Siirt’in İslami ilimlerin yaşatılması ve geliştirilmesi noktasında gerçekten çok büyük bir hassasiyet örneği olduğunu anlatan Cumhurbaşkanı Erdoğan, “Siirt’te ve bölgedeki her şehrimizde kanaat önderlerimiz, alimlerimiz var. Bunlar yıllarca bu faaliyetleri bütün gayretleri ile sürdürdüler. Bu meselelerden bin tanesine Diyanet İşleri Başkanlığımız kadro vererek kendi bünyesine kattı. Bakınız yıllarca medreselere karşı mesafeli duran bir yönetim anlayışından bu alimlerin devletin kadrosuna alındığı bir yaklaşıma gelindi” diye konuştu.
“BÖLGE HALKI BÜYÜK BİR SIKINTI İLE KARŞI KARŞIYA”

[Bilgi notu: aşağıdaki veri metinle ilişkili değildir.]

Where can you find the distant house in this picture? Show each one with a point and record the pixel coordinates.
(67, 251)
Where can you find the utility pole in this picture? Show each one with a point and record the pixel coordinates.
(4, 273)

Bölge halkının büyük bir sıkıntı ile karşı karşıya olduğuna da dikkat çeken Erdoğan, sözlerini şöyle sürdürdü:
“Taşradaki eğitim ve ilim irfan yuvaları bölücü örgütün mensupları tarafından kapatılmaya çalışıyor. Bölücü örgüt adına bunu hayata geçirenler var. Bugün Türkiye’de Boko Haram ve DEAŞ gibi örgütler varlık göstermiyorsa bunda en önemli pay Diyanet İşleri Başkanlığı’nındır. Ülkemizde mezhep çatışması gibi oyunlar tutmuyorsa Diyanet İşleri Başkanlığı’nın büyük rolü var. Kardeşlerim şimdi soruyorum Siirt yeni Türkiye’ye hazır mı? Yeni Anayasaya hazır mı? Başkanlık sistemine hazır mı? Öyleyse hep beraber çalışmak gerekiyor. Allah birliğimizi ve beraberliğimiz daim kılsın.”
Erdoğan, konuşmanın ardından 40 eser ve tesisin açılış kurdelesini kesti. Daha sonra Valiliğe hareket eden Erdoğan çifti, vatandaşların birlikte fotoğraf çektirme talebini de geri çevirmedi.